Père – et père

Alba, Piémont, 1867

Album de famille:
Alba 1867
Hong-Kong, 1897
Marseille, 1900
Paris, 1904
Valenciennes, 1918
Buenos Aires, 1930
Il fut le tout petit garçon au centre de l’image. Aujourd’hui rangé de sa vie aventureuse, il colle des photos dans son album, en écrit les légendes et construit ainsi un récit de sa vie à l’usage de ses filles — un récit entièrement centré sur lui-même et largement édulcoré de tout ce qui pourrait ne pas servir à sa gloire.

Et d’abord — qui est le père ici ? Pas lui, pas ce vieux, moi ! Sous l’enfant de deux ans, le dernier-né des neuf enfants rassemblés autour du patriarche (des neuf enfants vivants, s’entend, nous ne comptons pas les morts), il a écrit « Papito ». Bien sûr, il est le père des deux petites filles pour qui il rédige l’album — le « caro papito » auquel elles écrivent de délicieuses cartes postales depuis leur pensionnat turinois. Mais il est aussi l’enfant rebelle, celui qui fugua à huit ans pour s’embarquer à Gênes comme mousse vers l’Extrême-Orient, le plus loin possible de toute cette famille. Ramené à la maison par les carabiniers, il dut affronter son père, sa mère, ses frères, ses sœurs, ses beaux-frères et belles-sœurs — et même ses neveux plus âgés que lui. Quelque chose comme L’enfant d’éléphant…

‘Scuse me,” said the Elephant’s Child most politely, “But my father has spanked me, my mother has spanked me, not to mention my tall aunt, the Ostrich, and my tall uncle, the Giraffe, who can kick ever so hard, as well as my broad aunt, the Hippopotamus, and my hairy uncle, the Baboon, and including the Bi-Coloured-Python-Rock-Snake, with the scalesome, flailsome tail, just up the bank, who spanks harder than any of them; and so, if it’s quite all the same to you, I don’t want to be spanked any more.”

Rudyard Kipling, Just So stories
’Scusez-moi, dit l’Enfant d’Éléphant très poliment, mais mon père m’a donné la fessée, ma mère m’a donné la fessée, sans parler de ma grande tante l’Autruche et de mon gros oncle l’Hippopotame, de ma tante la Girafe qui rue si fort et de mon oncle poilu le Babouin, sans oublier le Serpent-Python- de-Rocher-Bicolore à l’écailleuse queue flageleuse, près de la rive, qui frappe plus fort que tous les autres, et donc, si ça ne vous ennuie pas, j’aimerai mieux ne plus être fessé.
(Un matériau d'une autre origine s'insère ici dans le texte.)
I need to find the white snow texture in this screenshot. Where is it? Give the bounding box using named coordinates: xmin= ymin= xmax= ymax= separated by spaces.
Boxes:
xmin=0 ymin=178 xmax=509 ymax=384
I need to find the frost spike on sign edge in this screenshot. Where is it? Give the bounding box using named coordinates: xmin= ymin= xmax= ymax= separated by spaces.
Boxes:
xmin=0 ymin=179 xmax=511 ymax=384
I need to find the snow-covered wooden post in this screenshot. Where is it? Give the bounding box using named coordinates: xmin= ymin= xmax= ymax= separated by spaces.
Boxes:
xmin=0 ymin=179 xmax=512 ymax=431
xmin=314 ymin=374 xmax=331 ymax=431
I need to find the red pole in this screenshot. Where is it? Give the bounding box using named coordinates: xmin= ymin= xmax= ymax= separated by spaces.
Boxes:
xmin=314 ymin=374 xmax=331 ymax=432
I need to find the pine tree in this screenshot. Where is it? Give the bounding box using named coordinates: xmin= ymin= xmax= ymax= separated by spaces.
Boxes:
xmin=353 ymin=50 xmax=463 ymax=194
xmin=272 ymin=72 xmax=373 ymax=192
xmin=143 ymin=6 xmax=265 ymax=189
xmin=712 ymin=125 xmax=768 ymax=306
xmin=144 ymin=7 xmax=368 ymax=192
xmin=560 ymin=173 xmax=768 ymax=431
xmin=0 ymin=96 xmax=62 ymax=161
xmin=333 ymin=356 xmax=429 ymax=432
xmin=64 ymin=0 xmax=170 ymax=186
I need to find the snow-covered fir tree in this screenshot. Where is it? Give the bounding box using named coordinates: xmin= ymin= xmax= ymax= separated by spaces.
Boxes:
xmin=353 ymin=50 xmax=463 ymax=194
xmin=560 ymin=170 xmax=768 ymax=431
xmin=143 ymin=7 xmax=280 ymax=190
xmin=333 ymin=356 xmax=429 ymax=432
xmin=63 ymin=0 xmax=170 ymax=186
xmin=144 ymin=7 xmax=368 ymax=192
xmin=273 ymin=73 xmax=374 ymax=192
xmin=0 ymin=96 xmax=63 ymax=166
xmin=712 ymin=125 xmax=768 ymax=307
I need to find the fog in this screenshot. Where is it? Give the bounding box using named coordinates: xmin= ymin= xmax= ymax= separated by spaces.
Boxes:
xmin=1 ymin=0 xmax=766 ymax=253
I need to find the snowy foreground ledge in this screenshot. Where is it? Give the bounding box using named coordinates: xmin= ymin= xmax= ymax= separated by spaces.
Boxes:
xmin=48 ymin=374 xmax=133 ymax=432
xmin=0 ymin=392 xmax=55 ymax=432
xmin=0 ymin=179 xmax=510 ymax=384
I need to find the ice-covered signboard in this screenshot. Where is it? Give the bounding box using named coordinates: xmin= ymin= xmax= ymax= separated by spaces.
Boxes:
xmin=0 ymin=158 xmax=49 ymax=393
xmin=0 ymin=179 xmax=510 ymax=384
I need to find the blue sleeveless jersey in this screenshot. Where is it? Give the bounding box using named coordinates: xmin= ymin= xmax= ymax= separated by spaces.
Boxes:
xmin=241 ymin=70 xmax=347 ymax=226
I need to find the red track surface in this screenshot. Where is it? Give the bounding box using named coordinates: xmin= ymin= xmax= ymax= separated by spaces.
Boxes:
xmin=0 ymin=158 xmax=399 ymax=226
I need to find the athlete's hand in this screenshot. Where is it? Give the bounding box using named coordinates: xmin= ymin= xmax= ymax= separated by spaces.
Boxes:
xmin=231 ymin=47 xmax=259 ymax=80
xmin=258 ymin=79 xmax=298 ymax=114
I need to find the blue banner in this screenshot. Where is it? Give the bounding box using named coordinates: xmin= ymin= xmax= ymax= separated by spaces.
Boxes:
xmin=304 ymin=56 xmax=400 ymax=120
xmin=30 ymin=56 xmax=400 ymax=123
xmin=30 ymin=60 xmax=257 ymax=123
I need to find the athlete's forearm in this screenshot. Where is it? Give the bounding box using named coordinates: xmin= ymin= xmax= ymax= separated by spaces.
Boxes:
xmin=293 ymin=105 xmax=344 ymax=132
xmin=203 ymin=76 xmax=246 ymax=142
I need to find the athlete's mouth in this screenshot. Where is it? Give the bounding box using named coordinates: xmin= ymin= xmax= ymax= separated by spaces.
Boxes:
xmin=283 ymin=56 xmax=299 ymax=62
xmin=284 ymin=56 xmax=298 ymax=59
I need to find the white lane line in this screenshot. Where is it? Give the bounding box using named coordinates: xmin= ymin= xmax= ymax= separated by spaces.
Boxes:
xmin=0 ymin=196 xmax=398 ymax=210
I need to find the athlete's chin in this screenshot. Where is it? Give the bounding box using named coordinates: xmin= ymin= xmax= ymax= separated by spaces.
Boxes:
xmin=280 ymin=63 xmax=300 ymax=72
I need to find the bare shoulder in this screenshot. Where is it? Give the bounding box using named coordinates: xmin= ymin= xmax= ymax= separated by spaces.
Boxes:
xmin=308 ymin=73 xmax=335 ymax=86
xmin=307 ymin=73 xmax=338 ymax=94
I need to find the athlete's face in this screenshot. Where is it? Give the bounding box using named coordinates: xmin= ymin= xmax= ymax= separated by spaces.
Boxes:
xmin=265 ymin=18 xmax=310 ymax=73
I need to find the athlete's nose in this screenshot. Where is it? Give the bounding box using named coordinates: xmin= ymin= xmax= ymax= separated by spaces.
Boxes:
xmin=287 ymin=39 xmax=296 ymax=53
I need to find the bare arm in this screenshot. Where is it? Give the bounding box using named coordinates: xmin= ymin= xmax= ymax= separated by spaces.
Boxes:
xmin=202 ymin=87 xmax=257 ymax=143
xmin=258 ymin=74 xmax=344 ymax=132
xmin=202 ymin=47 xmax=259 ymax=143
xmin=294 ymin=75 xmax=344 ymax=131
Il renvoie donc toute sa famille une génération en arrière. Et le père ? un « pépé » — et la mère ? une « mémé » — et les frères et sœurs ? tout un ramassis d’oncles et de tantes.
Et les beaux-frères et belles-sœurs ? et les encombrants neveux ? on les efface : il choisit soigneusement une photo de famille « restreinte » — Dieu nous garde des collatéraux.

Le photographe venu rendre compte des trente ans de mariage de ces vieux parents a donné à chacun la place due à son rang : le patriarche au centre, la mère et l’aînée des filles, la terrible Gigina, de part et d’autre du groupe comme pour matérialiser le partage du pouvoir entre elles (un pouvoir de seconde classe tout de même). Les garçons de part et d’autre du père de famille, l’héritier au centre, tenant déjà le trône entre ses mains, les filles alignées perpendiculairement — la plus jeune rompt vilainement la symétrie de l’ensemble.
Le petit dernier sous la menace des claques, au cas où il bougerait pendant le temps de pose.